A Dirty Job

Kenny Finds a sweet story in, well, crap.

By Christopher Wood on June 19, 2008

WARNING: Foul language contained within



An afternoon of stomach-churning carnival rides and greasy vendor food usually has us searching for the nearest Honey Bucket. Squatting in those confining plastic toilets, we probably don’t take time to acknowledge the fact that someone handles all our waste after the festival ends. Such unpleasant thoughts we tend to flush from our minds.



The 2006 film Kenny brings to the surface a subject we normally cringe at: poop and pee. Its eponymous hero installs and cleans public waste receptacles for a living. Almost two hours of excrement — sounds like the perfect vehicle for Adam Sandler’s juvenile brand of comedy, right? — Kenny actually hails from Australia, and makes its North American premiere at the Grand this Friday. Already having garnered multiple awards and won fans Down Under, Kenny smartly avoids the easy raunchiness of its premise, instead painting an enjoyable and sympathetic picture of a man — and occupation — that society ignores.



Kenny Smyth takes pride in his work. A stocky thirtysomething ever in overalls, he spends his days as an employee for Splash Down (company motto: “We’re #1 at dealing with your Number Two!”). Other people’s business is his business, shall we say. The film’s amusing opening scene has Kenny on the phone with a prospective client, getting information on an upcoming show (“Will curry be served?”) and calculating the number of stalls needed based on a “piss-and-s*** ratio.” The man has it down to a science.



Kenny trudges the Aussie event circuit with his crewmates, the neurotic Pat and volatile Sammy, maintaining porta-potties whilst attending to the various problems that inevitably bubble up in this line of work. Wedding rings lost in sewage, toilets set aflame by hooligans, a naked bachelor handcuffed to a stall — Kenny confronts the disgusting and the surreal with admirable perseverance and a winning sense of humor.



Though his barrage of puns and one-liners revolve around the same topic, viewers won’t tire of hearing them. The comic actor Shane Jacobson plays Kenny with an easygoing lisp, which helps assimilate the jokes into the fabric of the story seamlessly. The humor becomes all the more endearing for it seems to radiate directly from the heart of this man’s humble life.
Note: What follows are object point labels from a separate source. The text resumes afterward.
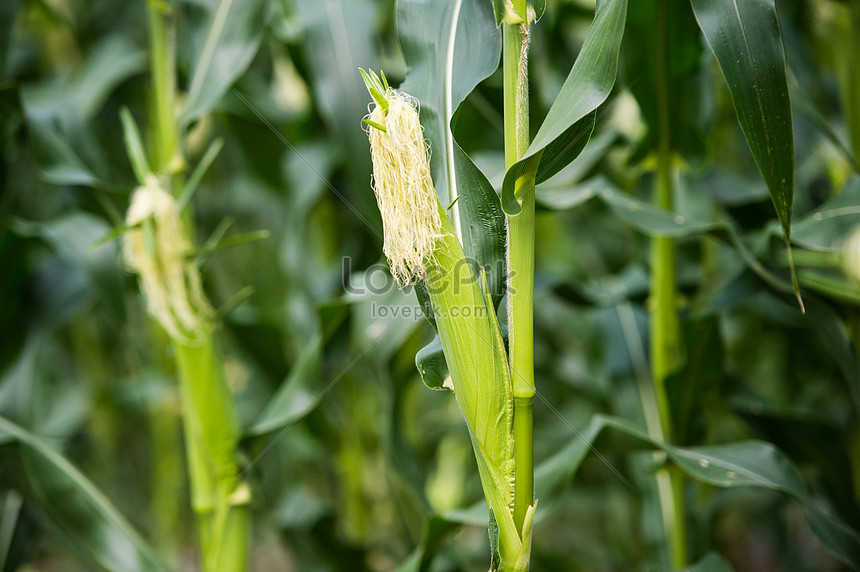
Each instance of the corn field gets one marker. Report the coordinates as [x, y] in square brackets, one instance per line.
[429, 285]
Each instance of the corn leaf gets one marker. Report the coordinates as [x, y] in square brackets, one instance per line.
[474, 351]
[745, 38]
[570, 121]
[442, 81]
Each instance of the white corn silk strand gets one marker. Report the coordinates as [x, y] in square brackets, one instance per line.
[169, 278]
[403, 187]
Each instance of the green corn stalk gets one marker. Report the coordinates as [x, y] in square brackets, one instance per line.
[466, 319]
[158, 238]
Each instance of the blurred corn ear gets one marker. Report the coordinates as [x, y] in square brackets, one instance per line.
[419, 250]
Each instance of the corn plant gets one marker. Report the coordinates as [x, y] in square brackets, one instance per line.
[599, 237]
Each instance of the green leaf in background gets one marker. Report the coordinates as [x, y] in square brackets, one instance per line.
[81, 507]
[339, 37]
[686, 98]
[826, 227]
[745, 463]
[568, 125]
[58, 113]
[233, 32]
[294, 399]
[745, 38]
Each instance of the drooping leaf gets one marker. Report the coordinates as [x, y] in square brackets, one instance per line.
[94, 520]
[569, 123]
[745, 37]
[233, 31]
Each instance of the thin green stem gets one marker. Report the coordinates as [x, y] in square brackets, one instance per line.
[162, 72]
[665, 337]
[521, 247]
[852, 80]
[220, 497]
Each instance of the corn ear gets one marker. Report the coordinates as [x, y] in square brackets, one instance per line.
[420, 244]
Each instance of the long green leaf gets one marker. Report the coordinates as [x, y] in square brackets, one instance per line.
[745, 37]
[442, 81]
[569, 123]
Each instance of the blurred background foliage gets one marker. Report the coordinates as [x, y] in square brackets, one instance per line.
[355, 464]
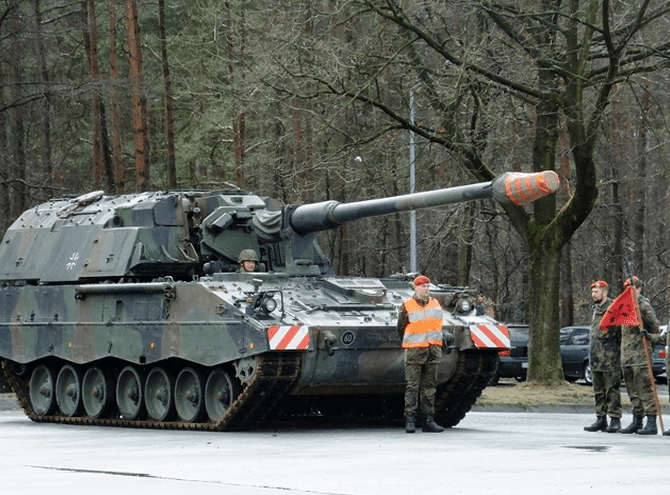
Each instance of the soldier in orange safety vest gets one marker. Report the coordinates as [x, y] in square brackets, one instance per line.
[420, 329]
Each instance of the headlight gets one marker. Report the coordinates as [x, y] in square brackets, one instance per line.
[269, 304]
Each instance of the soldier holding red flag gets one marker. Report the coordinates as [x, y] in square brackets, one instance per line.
[605, 360]
[634, 365]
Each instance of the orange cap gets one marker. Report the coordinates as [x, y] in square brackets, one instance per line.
[420, 280]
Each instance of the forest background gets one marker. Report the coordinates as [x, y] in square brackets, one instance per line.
[306, 101]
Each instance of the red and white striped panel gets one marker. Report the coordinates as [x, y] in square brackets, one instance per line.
[490, 336]
[288, 338]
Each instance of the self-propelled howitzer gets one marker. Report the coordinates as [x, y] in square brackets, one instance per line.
[129, 310]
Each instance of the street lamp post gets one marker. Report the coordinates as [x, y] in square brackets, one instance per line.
[412, 186]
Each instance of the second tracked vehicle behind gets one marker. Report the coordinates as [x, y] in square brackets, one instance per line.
[129, 310]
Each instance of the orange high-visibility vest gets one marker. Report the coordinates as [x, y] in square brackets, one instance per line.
[425, 324]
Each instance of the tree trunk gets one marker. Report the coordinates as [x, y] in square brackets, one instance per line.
[17, 176]
[139, 104]
[465, 244]
[43, 85]
[544, 361]
[170, 164]
[5, 204]
[117, 149]
[102, 163]
[238, 117]
[638, 224]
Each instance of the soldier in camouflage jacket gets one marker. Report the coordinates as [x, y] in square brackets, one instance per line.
[605, 360]
[635, 368]
[662, 339]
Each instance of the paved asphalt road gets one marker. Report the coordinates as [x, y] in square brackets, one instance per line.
[487, 453]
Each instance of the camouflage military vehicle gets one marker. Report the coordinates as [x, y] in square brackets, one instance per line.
[129, 310]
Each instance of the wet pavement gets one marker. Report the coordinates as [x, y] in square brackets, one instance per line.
[488, 452]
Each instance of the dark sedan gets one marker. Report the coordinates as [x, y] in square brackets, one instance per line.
[513, 362]
[575, 354]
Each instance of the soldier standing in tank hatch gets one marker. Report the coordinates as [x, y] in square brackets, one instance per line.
[420, 330]
[247, 260]
[605, 360]
[635, 368]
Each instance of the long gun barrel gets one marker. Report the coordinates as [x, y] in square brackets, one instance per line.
[516, 188]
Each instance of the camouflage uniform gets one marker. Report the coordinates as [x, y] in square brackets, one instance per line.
[605, 359]
[421, 366]
[634, 362]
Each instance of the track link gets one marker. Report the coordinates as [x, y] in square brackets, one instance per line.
[455, 398]
[274, 377]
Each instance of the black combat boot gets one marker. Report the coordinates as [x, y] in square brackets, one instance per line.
[410, 423]
[650, 427]
[599, 425]
[431, 426]
[634, 426]
[615, 426]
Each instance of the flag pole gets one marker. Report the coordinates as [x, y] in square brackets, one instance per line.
[645, 345]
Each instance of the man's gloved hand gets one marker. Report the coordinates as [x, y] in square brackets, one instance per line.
[447, 341]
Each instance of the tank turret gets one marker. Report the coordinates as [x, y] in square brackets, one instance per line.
[185, 234]
[130, 311]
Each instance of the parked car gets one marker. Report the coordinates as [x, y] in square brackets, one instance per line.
[513, 362]
[574, 343]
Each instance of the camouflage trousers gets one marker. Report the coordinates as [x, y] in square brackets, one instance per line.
[421, 375]
[606, 390]
[638, 386]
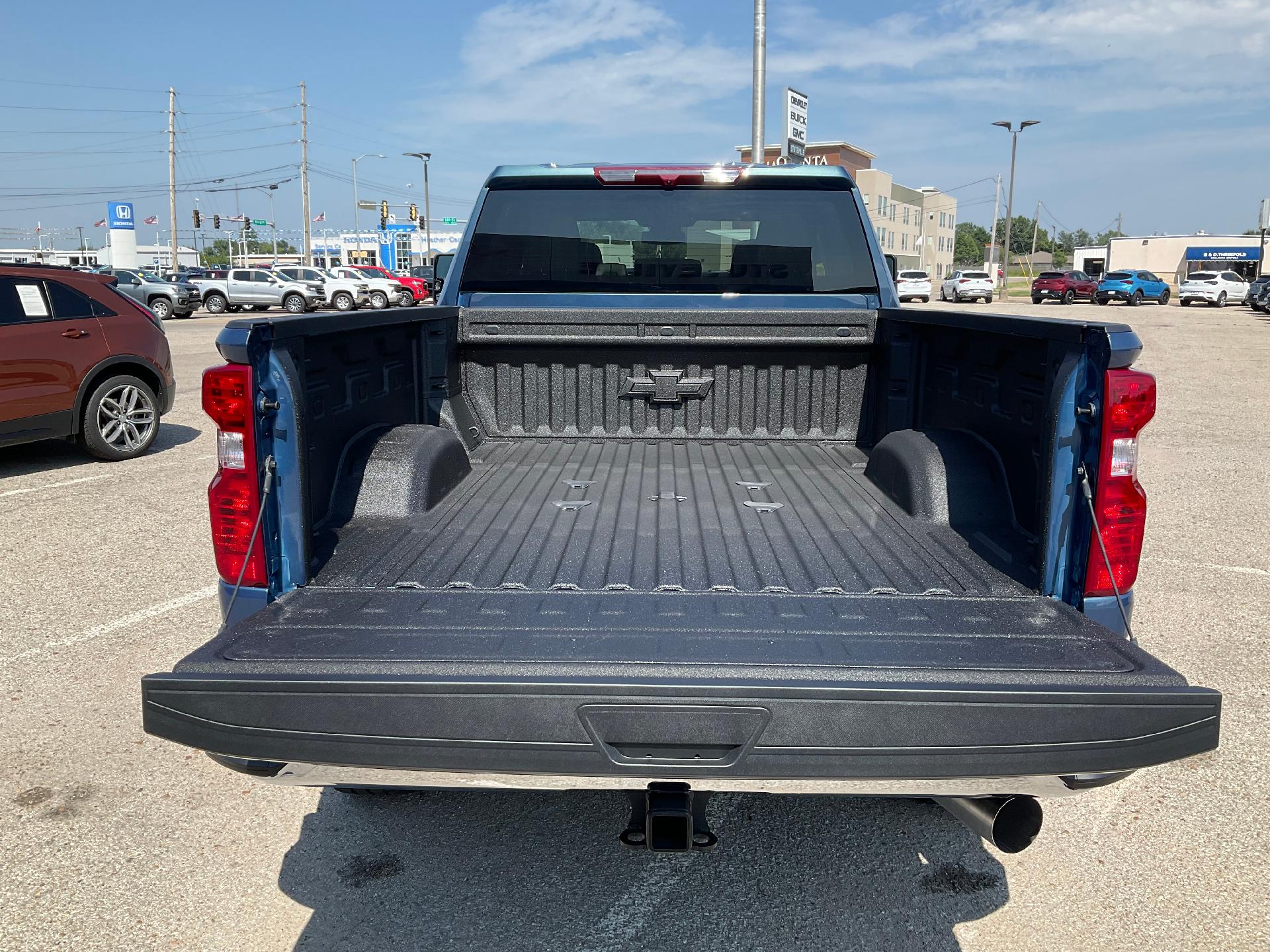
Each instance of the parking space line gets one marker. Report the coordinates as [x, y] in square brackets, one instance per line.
[51, 485]
[1216, 567]
[122, 470]
[97, 631]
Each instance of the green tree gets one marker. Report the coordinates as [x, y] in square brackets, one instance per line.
[1020, 235]
[970, 244]
[218, 254]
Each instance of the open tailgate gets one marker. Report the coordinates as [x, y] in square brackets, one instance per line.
[681, 684]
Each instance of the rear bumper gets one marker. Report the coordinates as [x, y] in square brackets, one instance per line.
[299, 775]
[886, 738]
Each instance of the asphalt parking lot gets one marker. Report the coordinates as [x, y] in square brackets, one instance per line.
[112, 840]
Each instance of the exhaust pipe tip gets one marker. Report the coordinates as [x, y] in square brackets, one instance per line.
[1011, 824]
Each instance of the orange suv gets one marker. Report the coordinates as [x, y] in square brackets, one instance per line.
[79, 360]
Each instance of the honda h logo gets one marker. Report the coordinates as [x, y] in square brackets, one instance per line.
[666, 386]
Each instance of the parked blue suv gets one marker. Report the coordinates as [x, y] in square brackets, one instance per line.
[1133, 287]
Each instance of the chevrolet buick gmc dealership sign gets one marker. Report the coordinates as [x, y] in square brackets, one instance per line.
[120, 215]
[795, 125]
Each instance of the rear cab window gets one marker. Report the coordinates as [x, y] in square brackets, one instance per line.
[745, 238]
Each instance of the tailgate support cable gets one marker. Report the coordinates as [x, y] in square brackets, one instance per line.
[1107, 560]
[266, 488]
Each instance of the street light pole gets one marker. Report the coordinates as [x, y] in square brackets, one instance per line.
[1010, 197]
[757, 153]
[427, 205]
[357, 208]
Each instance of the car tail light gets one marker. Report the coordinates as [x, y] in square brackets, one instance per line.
[234, 494]
[1129, 403]
[668, 175]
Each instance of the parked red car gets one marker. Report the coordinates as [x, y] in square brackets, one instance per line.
[80, 360]
[1064, 287]
[418, 287]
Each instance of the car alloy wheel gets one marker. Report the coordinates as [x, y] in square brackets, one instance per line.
[126, 419]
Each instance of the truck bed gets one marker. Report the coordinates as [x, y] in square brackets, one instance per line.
[671, 517]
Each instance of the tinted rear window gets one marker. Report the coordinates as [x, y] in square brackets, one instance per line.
[683, 239]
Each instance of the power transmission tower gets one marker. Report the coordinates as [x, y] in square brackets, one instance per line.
[172, 172]
[304, 173]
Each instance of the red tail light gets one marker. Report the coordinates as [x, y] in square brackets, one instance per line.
[1129, 403]
[234, 494]
[668, 175]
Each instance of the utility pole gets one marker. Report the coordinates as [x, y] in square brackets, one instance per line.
[756, 150]
[992, 245]
[1010, 196]
[172, 171]
[304, 175]
[1035, 227]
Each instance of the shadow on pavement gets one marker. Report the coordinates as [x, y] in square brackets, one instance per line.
[527, 871]
[45, 456]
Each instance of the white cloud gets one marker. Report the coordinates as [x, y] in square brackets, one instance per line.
[618, 66]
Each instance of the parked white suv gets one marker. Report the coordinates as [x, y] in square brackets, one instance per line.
[384, 292]
[1214, 288]
[967, 286]
[342, 294]
[911, 286]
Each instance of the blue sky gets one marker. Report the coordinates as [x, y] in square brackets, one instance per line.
[1160, 111]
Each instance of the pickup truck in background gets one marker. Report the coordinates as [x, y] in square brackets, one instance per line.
[680, 507]
[342, 294]
[167, 299]
[259, 290]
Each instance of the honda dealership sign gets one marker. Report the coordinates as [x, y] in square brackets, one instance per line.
[120, 215]
[795, 126]
[122, 234]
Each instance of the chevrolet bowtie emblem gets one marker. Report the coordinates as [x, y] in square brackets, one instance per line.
[666, 386]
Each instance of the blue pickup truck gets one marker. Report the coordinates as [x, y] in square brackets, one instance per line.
[668, 495]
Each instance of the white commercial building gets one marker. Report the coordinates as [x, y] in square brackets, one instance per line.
[1174, 257]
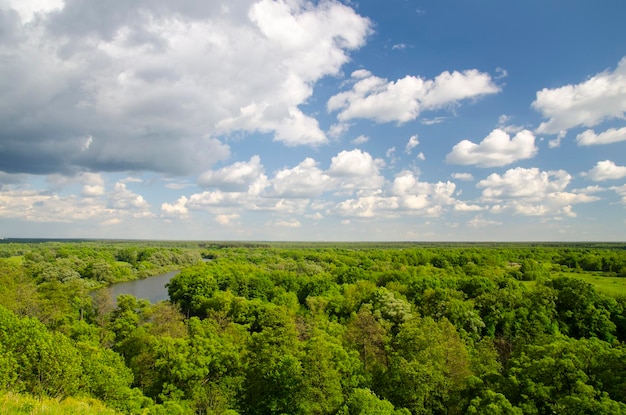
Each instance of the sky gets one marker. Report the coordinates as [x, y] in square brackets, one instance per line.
[396, 120]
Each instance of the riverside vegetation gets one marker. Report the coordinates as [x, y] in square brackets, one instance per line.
[314, 329]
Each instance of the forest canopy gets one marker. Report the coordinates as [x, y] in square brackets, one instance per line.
[314, 328]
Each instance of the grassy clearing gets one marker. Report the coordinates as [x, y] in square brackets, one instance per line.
[21, 404]
[612, 286]
[606, 285]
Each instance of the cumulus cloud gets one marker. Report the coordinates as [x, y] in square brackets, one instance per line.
[606, 170]
[362, 139]
[305, 180]
[599, 98]
[531, 192]
[403, 100]
[239, 176]
[110, 206]
[463, 176]
[411, 144]
[93, 184]
[356, 170]
[224, 219]
[496, 150]
[590, 138]
[151, 86]
[176, 209]
[123, 198]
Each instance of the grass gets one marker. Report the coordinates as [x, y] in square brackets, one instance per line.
[22, 404]
[613, 286]
[606, 285]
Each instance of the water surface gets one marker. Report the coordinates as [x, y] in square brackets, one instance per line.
[151, 288]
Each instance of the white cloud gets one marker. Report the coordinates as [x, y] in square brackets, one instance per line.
[93, 184]
[176, 209]
[367, 206]
[556, 142]
[29, 9]
[403, 100]
[621, 191]
[496, 150]
[362, 139]
[163, 80]
[356, 170]
[590, 138]
[599, 98]
[531, 192]
[523, 183]
[411, 144]
[224, 219]
[294, 223]
[305, 180]
[606, 170]
[123, 198]
[237, 177]
[463, 176]
[480, 222]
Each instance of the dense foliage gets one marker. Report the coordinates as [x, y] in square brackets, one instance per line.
[314, 329]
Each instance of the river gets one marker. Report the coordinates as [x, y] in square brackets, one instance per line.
[151, 288]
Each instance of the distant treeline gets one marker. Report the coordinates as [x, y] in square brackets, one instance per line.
[316, 328]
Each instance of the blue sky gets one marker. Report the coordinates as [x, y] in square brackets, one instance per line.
[323, 120]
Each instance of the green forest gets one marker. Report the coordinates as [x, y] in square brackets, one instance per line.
[314, 328]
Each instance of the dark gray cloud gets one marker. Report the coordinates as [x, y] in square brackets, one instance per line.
[150, 85]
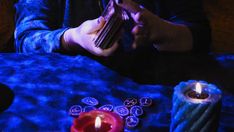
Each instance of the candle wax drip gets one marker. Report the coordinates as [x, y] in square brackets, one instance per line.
[196, 95]
[105, 127]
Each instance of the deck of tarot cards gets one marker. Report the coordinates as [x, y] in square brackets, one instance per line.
[114, 17]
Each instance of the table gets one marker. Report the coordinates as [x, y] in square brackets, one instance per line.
[45, 86]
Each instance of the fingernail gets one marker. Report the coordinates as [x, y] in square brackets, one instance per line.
[119, 1]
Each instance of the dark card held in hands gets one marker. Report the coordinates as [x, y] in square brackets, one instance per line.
[114, 17]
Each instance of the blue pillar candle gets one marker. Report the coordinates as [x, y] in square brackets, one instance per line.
[196, 107]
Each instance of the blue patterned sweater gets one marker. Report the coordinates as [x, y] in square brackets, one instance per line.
[40, 23]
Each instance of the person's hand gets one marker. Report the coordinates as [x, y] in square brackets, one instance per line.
[150, 29]
[84, 36]
[147, 25]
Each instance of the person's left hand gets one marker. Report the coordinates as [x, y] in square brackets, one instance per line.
[147, 25]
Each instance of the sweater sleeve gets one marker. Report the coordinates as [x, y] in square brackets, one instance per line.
[191, 14]
[38, 26]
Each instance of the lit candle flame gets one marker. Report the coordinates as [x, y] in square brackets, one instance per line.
[198, 88]
[98, 123]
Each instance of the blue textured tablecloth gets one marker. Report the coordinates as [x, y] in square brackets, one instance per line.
[46, 86]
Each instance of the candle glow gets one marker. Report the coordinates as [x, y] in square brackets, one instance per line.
[98, 123]
[198, 88]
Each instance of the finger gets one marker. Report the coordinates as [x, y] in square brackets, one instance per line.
[129, 5]
[92, 26]
[109, 51]
[138, 30]
[138, 17]
[138, 41]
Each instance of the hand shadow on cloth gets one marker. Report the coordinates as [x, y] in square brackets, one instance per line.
[146, 66]
[6, 97]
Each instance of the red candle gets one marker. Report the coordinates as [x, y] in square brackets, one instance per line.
[98, 121]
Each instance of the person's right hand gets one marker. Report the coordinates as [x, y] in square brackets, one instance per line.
[84, 36]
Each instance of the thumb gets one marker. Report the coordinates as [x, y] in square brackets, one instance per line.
[92, 26]
[129, 5]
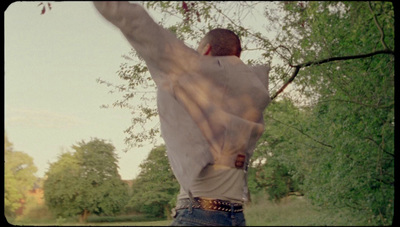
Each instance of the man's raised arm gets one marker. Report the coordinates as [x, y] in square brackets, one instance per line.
[161, 50]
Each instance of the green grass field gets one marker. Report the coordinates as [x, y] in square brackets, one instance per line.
[291, 211]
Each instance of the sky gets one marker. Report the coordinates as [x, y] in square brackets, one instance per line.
[52, 100]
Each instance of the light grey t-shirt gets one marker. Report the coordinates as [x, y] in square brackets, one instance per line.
[210, 108]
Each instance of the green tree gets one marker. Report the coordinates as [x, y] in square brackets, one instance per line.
[85, 182]
[155, 189]
[19, 177]
[338, 58]
[350, 80]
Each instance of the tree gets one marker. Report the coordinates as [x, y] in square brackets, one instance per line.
[85, 182]
[155, 189]
[338, 58]
[19, 177]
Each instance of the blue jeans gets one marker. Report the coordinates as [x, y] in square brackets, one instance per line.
[199, 217]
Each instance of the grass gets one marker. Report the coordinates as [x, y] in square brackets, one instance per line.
[291, 211]
[296, 211]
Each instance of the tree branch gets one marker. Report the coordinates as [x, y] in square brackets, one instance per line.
[344, 58]
[300, 131]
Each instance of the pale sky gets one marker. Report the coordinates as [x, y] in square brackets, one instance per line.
[52, 99]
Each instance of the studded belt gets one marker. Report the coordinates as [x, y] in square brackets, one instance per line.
[209, 204]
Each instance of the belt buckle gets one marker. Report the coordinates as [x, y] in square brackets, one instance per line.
[173, 213]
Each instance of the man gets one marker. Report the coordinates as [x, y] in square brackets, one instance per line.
[210, 106]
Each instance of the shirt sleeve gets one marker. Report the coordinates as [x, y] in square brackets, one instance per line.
[156, 45]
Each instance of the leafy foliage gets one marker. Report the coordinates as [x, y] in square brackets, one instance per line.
[18, 177]
[156, 188]
[86, 181]
[332, 135]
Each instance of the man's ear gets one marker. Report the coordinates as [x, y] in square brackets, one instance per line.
[206, 50]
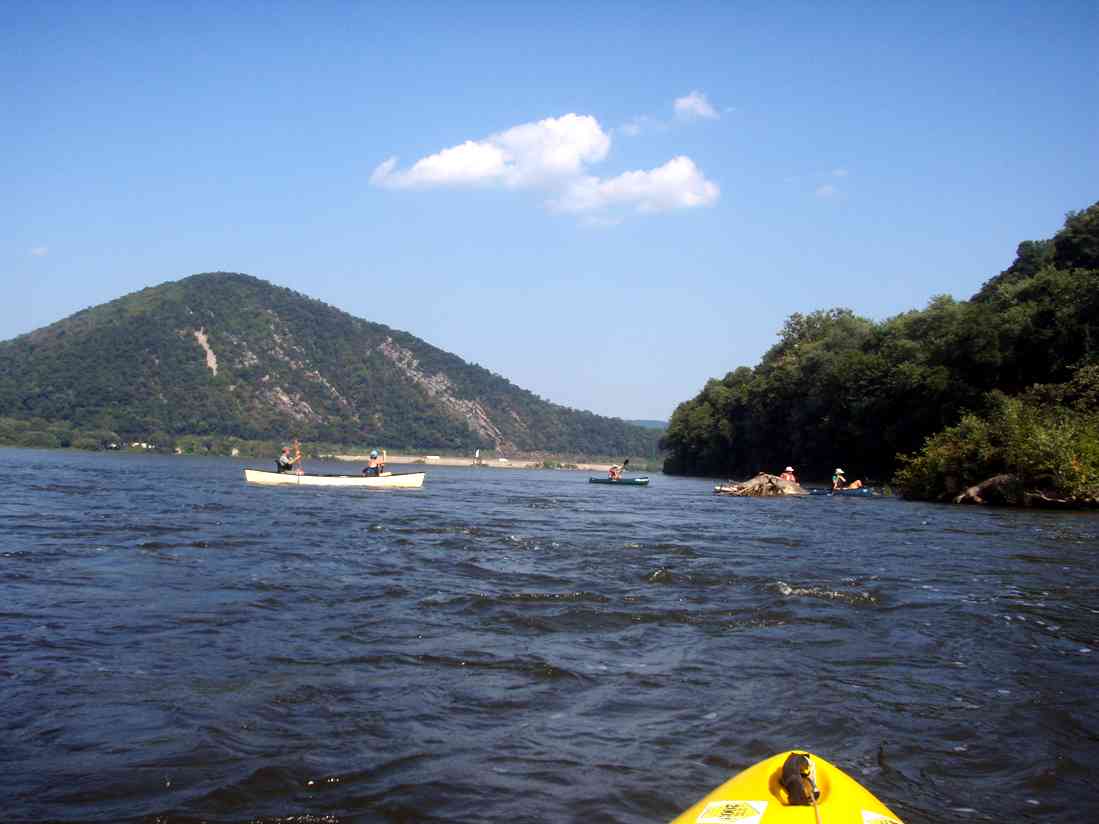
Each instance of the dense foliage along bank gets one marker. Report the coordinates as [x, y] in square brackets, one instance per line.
[225, 355]
[839, 388]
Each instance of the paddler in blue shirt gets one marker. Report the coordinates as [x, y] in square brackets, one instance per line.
[374, 465]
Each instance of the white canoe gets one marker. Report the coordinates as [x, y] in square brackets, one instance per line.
[390, 480]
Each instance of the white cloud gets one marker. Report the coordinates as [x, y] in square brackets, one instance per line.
[526, 155]
[695, 106]
[553, 155]
[641, 124]
[676, 185]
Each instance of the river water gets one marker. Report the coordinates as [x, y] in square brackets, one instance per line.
[522, 646]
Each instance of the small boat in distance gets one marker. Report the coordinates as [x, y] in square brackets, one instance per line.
[388, 480]
[642, 481]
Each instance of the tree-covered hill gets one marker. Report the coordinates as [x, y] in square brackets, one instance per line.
[231, 355]
[843, 390]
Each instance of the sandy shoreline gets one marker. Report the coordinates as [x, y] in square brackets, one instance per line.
[442, 460]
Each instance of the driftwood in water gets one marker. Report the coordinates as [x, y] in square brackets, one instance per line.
[762, 486]
[1008, 490]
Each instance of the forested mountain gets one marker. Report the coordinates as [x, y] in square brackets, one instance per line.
[842, 390]
[228, 354]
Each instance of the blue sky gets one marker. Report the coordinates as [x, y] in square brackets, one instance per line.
[607, 203]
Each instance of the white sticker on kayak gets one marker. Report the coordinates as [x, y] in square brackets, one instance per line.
[724, 812]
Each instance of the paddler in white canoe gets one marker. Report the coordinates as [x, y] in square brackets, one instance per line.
[289, 471]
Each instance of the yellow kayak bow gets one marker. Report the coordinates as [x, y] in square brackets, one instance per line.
[757, 795]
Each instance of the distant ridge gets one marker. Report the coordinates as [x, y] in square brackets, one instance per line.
[231, 355]
[651, 424]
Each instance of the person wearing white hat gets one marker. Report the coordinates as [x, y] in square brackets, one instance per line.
[840, 482]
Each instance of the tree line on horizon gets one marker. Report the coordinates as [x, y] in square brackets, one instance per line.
[1016, 366]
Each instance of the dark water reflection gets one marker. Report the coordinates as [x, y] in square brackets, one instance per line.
[521, 646]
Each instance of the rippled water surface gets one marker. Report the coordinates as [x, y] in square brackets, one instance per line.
[520, 646]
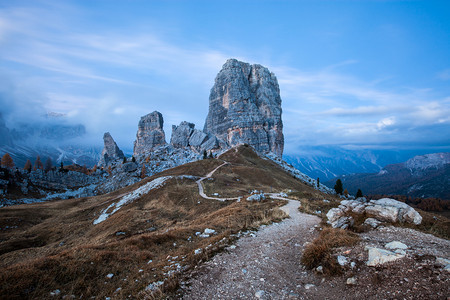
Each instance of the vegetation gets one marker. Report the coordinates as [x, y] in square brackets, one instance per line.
[7, 161]
[27, 166]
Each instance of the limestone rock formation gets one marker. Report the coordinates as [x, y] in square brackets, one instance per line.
[186, 136]
[245, 107]
[384, 210]
[181, 134]
[111, 151]
[150, 133]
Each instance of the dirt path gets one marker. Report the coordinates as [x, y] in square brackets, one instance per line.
[266, 265]
[209, 175]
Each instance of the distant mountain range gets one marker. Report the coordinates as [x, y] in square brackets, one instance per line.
[52, 137]
[328, 162]
[421, 176]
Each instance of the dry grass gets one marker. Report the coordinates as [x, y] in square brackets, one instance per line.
[319, 252]
[56, 246]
One cannot separate Kenny the “crap crawler” from Kenny the individual — a fact the people around him find difficult to accept. Clients in expensive suits refuse to shake his hand, and hoity-toity users of Kenny’s facilities — those who think their you-know-what don’t stink — turn up their noses at his presence. Family members are ashamed of him, particularly his brother and father (played by Jacobson’s real-life relatives). The cantankerous patriarch constantly bemoans his son’s vocation as a “glorified turd burglar.” When Kenny visits Father, he makes Kenny change out of his clean work clothes before stepping into his home.



Other comedies might portray this protagonist as a shiftless loser afraid of joining the “real” workforce. Kenny’s odyssey to Nashville for the International Plumber and Cleaner Show later in the plot would usually serve as the hero’s chance to prove his mettle. But Kenny possesses self-confidence from the very start. He requires no sympathy and makes no apologies for what he does. It’s like what they say about dirty jobs: someone has to do them. The only party that must undergo a transformation in this conflict are those whose prejudices toward unappealing lines of work hinder them from enjoying relationships with decent people. When an attractive flight attendant manages to look past the overalls and initiate a sweet romance with Kenny, he finds what he lacks most: acceptance.



For a movie with crap on its brain, Kenny offers a surprisingly clean and refreshing change to the caustic gross-out comedies Hollywood pumps out.

Kenny

Stars: Shane Jacobson, Travis Golland, Chris Davis, Alf Scerri and Hayley Preusker.